Dopo il viaggio in Cambogia, da subito mi resi conto che Lorenzo, con Chiara al suo fianco, avrebbero lasciato più di un segno. Rientrati in Italia, infatti, hanno voluto continuare ad avere un rapporto con la Cambogia sostenendo con una borsa di studio per un giovane cambogiano, Hong, poi divenuto a sua volta medico. Sempre con Chiara, agli inizi del 2013, hanno dato una mano alla costituzione di un gruppo di giovani appassionati all’ideale missionario e desiderosi di comunicarlo attraverso il teatro, la danza, il canto. È nata così La mangrovia, gruppo di animazione che con i suoi spettacoli mette in scena non solo copioni teatrali bensì un’atmosfera, un modus vivendi che, a suo modo, anche Lorenzo ha incarnato. Come in natura, la mangrovia cresce in un “ecosistema di confine” dove, per la confluenza dei fiumi con il mare, l’acqua dolce si confonde con quella salata e bisogna venirne a capo con il proprio bisogno di vita, così Lorenzo in quelle corsie d’ospedale, dove tutto chiede salvezza, allo stesso modo ha provato… a venirne a capo. Lo hanno testimoniato i suoi colleghi: Lorenzo era una figura chiave o meglio “cerniera” tra mondi, tra colleghi anzitutto, ma anche tra medici e pazienti, tra i pazienti e le loro malattie e, più ancora, tra il loro desiderio di vita e il loro destino ultimo. In queste zone di confine, quando la scienza non è ancora pronta e si è soli, sospesi fra salute e malattia, vita e morte, terra e cielo, quel “medico gentile e competente” ci metteva fede, passione, relazione.

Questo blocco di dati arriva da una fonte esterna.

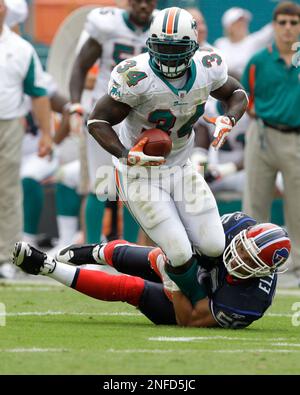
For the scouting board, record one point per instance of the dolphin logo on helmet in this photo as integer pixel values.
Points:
(173, 41)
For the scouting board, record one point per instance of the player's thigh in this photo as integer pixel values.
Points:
(155, 211)
(199, 214)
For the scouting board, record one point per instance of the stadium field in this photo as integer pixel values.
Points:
(50, 329)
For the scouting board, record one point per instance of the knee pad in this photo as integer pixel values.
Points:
(212, 246)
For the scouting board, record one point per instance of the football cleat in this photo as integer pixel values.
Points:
(82, 254)
(157, 260)
(31, 260)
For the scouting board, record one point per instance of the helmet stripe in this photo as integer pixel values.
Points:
(176, 20)
(269, 235)
(171, 20)
(165, 21)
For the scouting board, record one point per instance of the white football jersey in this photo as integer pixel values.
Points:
(156, 103)
(119, 39)
(233, 148)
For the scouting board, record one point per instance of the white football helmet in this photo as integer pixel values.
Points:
(257, 251)
(173, 41)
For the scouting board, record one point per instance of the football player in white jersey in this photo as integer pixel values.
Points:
(167, 88)
(114, 35)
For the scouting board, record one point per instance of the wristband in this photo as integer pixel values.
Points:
(76, 107)
(232, 120)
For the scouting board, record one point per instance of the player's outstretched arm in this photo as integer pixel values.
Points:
(108, 112)
(235, 98)
(198, 315)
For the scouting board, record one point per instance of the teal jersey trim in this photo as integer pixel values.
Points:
(29, 82)
(189, 83)
(132, 26)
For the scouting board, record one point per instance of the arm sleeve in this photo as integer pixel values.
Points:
(34, 81)
(218, 72)
(263, 37)
(100, 24)
(119, 90)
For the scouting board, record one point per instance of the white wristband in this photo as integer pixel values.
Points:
(91, 121)
(226, 169)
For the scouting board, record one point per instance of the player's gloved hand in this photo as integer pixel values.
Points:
(223, 127)
(199, 158)
(136, 157)
(76, 112)
(218, 171)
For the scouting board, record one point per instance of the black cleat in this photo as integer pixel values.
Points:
(31, 260)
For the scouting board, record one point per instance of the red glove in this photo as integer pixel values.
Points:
(223, 127)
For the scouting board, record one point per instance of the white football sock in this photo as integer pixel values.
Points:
(67, 228)
(63, 273)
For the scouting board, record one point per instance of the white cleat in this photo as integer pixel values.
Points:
(31, 260)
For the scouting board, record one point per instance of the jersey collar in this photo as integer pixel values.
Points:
(132, 26)
(189, 83)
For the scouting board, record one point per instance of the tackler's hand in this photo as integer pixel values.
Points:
(136, 157)
(223, 127)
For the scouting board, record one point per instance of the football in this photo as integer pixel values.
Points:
(159, 142)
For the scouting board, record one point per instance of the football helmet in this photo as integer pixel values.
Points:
(173, 41)
(257, 251)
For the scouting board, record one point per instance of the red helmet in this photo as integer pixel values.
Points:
(257, 251)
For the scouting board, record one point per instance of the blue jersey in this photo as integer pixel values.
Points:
(237, 303)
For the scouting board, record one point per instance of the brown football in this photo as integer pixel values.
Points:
(159, 142)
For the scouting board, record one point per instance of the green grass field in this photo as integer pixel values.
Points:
(51, 329)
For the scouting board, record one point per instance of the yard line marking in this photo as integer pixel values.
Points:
(127, 351)
(254, 350)
(286, 344)
(192, 338)
(45, 313)
(195, 338)
(34, 349)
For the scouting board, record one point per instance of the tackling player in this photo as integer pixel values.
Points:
(238, 286)
(167, 88)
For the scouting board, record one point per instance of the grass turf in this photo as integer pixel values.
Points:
(55, 330)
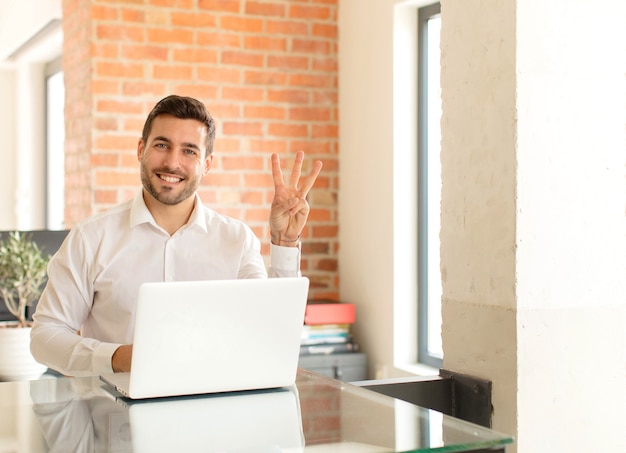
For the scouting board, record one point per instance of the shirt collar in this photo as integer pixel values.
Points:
(139, 213)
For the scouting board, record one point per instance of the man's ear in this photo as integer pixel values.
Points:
(207, 164)
(140, 148)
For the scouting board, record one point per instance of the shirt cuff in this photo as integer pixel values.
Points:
(102, 355)
(285, 259)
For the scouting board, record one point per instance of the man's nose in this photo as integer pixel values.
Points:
(172, 158)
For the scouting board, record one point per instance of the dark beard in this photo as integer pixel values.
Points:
(165, 196)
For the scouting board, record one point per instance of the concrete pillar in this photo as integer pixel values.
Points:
(533, 239)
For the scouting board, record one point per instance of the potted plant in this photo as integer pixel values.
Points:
(22, 274)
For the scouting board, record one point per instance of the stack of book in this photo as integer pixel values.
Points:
(326, 328)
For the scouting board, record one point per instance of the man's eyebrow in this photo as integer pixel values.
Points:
(191, 145)
(161, 138)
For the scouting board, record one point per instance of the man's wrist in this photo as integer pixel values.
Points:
(284, 241)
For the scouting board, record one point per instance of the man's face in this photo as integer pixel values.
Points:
(173, 160)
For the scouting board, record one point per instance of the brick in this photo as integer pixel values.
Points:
(139, 89)
(231, 6)
(169, 37)
(267, 146)
(242, 128)
(144, 52)
(287, 27)
(218, 39)
(325, 64)
(274, 113)
(325, 30)
(310, 46)
(178, 4)
(133, 15)
(311, 80)
(99, 87)
(265, 9)
(120, 70)
(241, 24)
(106, 124)
(195, 55)
(288, 130)
(287, 62)
(265, 43)
(242, 94)
(176, 72)
(104, 13)
(193, 20)
(253, 77)
(309, 114)
(105, 196)
(242, 163)
(328, 130)
(105, 50)
(119, 106)
(258, 180)
(289, 96)
(242, 58)
(217, 74)
(123, 33)
(104, 160)
(196, 90)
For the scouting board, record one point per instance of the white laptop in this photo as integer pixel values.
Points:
(214, 336)
(266, 421)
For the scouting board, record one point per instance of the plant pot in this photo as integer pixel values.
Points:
(16, 361)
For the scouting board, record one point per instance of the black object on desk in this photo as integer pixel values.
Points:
(321, 415)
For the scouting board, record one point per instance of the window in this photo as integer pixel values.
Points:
(430, 350)
(55, 139)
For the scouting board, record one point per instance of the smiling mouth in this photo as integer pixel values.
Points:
(171, 179)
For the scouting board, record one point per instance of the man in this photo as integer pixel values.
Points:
(85, 318)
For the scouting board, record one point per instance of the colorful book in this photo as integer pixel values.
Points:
(329, 348)
(324, 312)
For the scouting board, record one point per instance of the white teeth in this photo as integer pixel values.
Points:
(170, 178)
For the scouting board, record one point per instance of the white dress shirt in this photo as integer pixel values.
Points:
(87, 309)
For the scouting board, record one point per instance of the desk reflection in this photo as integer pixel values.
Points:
(82, 416)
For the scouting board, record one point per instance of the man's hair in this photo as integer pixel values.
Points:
(184, 108)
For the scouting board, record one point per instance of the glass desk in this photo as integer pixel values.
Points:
(317, 415)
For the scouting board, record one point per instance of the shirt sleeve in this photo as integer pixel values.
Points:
(62, 309)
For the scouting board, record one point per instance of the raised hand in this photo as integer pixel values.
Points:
(289, 207)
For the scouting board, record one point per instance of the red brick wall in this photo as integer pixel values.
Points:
(267, 71)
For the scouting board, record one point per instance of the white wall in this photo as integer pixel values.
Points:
(8, 218)
(522, 328)
(30, 36)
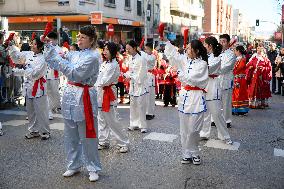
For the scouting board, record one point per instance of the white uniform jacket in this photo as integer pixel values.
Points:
(193, 73)
(213, 87)
(51, 74)
(228, 60)
(79, 67)
(33, 72)
(108, 75)
(138, 75)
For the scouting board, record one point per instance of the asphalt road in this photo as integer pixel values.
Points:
(151, 164)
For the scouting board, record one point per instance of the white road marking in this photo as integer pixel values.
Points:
(278, 152)
(15, 123)
(57, 126)
(22, 113)
(160, 137)
(221, 145)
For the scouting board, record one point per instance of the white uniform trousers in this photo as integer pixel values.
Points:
(138, 112)
(79, 149)
(110, 126)
(38, 114)
(53, 94)
(150, 101)
(227, 105)
(213, 110)
(190, 126)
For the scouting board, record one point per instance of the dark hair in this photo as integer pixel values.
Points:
(52, 35)
(39, 44)
(113, 49)
(199, 49)
(225, 36)
(241, 49)
(89, 31)
(76, 46)
(134, 45)
(149, 44)
(216, 47)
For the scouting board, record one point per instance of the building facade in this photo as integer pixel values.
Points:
(218, 17)
(127, 16)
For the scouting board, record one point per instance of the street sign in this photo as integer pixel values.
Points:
(97, 17)
(110, 30)
(277, 35)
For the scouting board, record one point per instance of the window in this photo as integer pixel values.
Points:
(110, 3)
(127, 4)
(139, 7)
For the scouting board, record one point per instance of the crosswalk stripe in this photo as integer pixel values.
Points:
(163, 137)
(278, 152)
(212, 143)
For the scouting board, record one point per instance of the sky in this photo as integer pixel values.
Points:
(264, 10)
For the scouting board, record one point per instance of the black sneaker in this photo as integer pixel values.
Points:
(196, 160)
(186, 160)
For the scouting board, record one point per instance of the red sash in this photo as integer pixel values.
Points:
(213, 76)
(191, 88)
(35, 87)
(107, 98)
(56, 74)
(90, 129)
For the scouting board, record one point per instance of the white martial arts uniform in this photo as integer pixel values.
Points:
(137, 91)
(226, 77)
(191, 103)
(53, 80)
(34, 88)
(213, 101)
(150, 109)
(108, 122)
(80, 67)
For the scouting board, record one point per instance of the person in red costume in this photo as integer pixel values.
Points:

Consapevole della sua fine, per la sua liturgia funebre, Lorenzo ha predisposto un altro brano evangelico, ancor più inusuale per queste circostanze, quello delle nozze di Cana con quell’«acqua divenuta vino» (Gv 2,1-12). In quel brano, se dal testo si passa al senso, ci ritroviamo nel mezzo di un matrimonio che non suggella solo l’amore dello sposo per la sposa, ma ci porta ad un livello più profondo. Quelle nozze, anzi quell’unione resa possibile dalla trasformazione dell’acqua in vino è immagine di una comunione d’altro tipo, quella tra la natura umana e la natura divina. In altre parole, a Cana, si celebrano le nozze cioè l’unione fra terra e cielo, umano e divino. Ché da quel momento non sono più due ma una carne sola, in cammino verso un solo comune destino. Con questa potente intuizione mistica Lorenzo ha fatto ancora da “cerniera” tra due mondi: nella sua fine ci ha portati a celebrare una comunione più forte della morte, quella con Dio resa possibile da Cristo. Sento una certa vertigine, eppure Lorenzo ha intuito che l’umano, la sua e nostra vita, e il divino, la vita di Dio, sono promessi sposi. E se due settimane fa ci aveva fatto ringraziare papà Enrico per aver moltiplicato il pane del cammino, con la sua morte ci ha invece indicato, con chiarezza e lucidità, il compimento ultimo del nostro destino.
Grazie caro Lorenzo! Grazie a chi ti ha cresciuto, educato e amato così. Sia questa fede, ora, forza per Chiara, i tuoi figli, la tua mamma. Così sia.